THE start of the Premier League season has renewed Britain’s sense of worthlessness and pessimism.
Football chiefs have promised the legacy of the season will be a fug of cynical self-loathing that could last well beyond the FA Cup Final in May.
Footballologist Wayne Hayes said: The Olympics can offer us a brief period of warmth, based largely on the boxing lady being quite nice, but football plays the essential role of making us hate rich, arrogant pricks.
It has much more profound lessons than the Olympics charming but naive message that hard work and honesty are rewarded, which they are clearly not.
Football helps us reach the deeper truth that life can be arbitrary and consistently unfair and that Alan Shearer can be paid a six-figure sum for commenting on a sport he seems to have no recollection of having played.
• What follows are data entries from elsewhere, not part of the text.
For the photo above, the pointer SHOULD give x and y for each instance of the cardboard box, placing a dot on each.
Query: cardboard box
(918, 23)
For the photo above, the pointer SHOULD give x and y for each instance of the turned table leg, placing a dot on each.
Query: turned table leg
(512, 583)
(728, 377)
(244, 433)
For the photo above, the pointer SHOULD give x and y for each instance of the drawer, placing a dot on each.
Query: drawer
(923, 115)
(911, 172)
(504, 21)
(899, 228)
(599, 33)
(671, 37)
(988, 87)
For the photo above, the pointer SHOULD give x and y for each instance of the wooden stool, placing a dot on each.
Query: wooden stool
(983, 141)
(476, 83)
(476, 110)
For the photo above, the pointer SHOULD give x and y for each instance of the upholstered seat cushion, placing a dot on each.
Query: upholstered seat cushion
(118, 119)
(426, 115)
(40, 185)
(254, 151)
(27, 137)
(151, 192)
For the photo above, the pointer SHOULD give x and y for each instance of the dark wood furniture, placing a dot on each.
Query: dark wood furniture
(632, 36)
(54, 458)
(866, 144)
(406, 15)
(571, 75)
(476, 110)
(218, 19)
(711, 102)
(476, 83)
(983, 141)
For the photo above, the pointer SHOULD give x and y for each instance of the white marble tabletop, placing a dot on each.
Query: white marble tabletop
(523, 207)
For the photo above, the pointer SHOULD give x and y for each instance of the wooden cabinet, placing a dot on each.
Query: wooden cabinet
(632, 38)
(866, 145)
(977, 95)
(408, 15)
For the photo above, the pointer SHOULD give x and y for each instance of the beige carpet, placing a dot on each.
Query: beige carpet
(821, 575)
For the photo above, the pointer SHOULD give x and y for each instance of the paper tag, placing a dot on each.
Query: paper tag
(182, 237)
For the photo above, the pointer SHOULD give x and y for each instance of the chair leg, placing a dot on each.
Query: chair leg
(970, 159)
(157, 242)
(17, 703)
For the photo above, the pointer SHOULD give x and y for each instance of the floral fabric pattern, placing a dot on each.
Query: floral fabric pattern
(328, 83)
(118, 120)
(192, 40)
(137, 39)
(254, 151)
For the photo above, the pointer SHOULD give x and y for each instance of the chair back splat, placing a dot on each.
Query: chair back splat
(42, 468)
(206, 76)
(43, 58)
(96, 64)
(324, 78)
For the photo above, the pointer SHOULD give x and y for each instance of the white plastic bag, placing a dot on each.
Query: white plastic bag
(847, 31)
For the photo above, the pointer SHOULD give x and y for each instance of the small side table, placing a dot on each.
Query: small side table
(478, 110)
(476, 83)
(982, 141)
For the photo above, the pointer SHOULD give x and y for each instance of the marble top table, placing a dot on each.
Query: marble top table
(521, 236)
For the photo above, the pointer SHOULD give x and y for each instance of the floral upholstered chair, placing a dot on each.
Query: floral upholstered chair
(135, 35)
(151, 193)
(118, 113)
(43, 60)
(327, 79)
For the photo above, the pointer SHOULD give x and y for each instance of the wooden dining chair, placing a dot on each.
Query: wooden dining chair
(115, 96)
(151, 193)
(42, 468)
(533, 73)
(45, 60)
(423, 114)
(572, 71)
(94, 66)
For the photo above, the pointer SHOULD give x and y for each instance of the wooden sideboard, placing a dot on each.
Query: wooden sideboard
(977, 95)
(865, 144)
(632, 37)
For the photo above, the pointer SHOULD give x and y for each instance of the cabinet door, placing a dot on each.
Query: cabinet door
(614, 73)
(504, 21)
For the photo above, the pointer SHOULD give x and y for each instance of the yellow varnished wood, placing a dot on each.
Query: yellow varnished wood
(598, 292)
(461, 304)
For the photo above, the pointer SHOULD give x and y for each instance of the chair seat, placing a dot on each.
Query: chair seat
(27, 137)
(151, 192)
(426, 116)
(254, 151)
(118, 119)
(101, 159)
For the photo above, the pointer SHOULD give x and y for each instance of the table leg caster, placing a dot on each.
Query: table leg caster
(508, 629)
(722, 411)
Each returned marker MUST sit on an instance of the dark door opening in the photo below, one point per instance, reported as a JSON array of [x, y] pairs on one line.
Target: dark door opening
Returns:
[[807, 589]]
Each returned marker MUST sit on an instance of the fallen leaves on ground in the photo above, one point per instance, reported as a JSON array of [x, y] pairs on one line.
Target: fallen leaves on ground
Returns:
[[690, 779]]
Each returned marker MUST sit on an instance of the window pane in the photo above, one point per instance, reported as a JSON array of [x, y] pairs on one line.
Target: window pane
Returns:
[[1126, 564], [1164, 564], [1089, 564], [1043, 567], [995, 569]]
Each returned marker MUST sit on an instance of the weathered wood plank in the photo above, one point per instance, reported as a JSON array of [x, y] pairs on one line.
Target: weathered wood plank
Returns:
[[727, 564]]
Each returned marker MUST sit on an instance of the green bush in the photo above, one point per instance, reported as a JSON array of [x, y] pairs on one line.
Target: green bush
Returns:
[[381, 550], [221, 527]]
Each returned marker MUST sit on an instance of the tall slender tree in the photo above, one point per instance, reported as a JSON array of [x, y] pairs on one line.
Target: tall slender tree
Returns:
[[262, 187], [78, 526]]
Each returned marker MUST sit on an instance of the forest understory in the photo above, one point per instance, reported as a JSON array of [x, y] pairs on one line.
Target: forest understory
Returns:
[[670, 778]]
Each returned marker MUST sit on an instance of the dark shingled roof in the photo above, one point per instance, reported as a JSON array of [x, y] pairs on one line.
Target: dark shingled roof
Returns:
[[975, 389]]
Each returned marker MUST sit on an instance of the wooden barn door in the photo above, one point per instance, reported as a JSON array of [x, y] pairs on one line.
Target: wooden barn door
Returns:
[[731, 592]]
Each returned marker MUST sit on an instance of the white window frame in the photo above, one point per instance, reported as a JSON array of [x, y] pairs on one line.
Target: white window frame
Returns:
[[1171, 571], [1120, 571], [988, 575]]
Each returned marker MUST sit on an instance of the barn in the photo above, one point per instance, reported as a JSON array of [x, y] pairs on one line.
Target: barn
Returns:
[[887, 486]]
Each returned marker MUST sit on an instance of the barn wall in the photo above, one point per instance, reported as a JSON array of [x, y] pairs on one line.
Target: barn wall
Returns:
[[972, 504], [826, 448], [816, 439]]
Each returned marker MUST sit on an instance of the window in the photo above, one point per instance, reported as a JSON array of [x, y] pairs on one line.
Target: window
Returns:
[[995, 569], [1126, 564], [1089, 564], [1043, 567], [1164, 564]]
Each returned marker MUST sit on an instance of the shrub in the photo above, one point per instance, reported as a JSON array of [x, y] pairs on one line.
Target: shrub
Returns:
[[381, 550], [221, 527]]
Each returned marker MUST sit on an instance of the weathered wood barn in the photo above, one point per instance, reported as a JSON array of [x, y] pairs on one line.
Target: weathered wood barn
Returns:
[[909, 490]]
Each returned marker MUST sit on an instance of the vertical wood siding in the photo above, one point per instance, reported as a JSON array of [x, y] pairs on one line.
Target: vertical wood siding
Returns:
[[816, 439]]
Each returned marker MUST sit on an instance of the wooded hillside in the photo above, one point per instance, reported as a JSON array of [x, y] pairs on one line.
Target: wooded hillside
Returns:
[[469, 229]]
The National Happiness Index, which measures how close Britain is to a two-course meal of gin and paracetamol, hit a 20-year high at midday on Saturday.
But despite the very yellow weather the index had plummeted to a record low by 2pm on Sunday as everyone remembered that Frank Lampard still exists.
Meanwhile, the final Match of the Day next spring will be a 90-minute montage of natural disasters, weeping children and Alex Fergusons purple ‘face’ set to a slowed-down version of Radioheads Exit Music For A Film.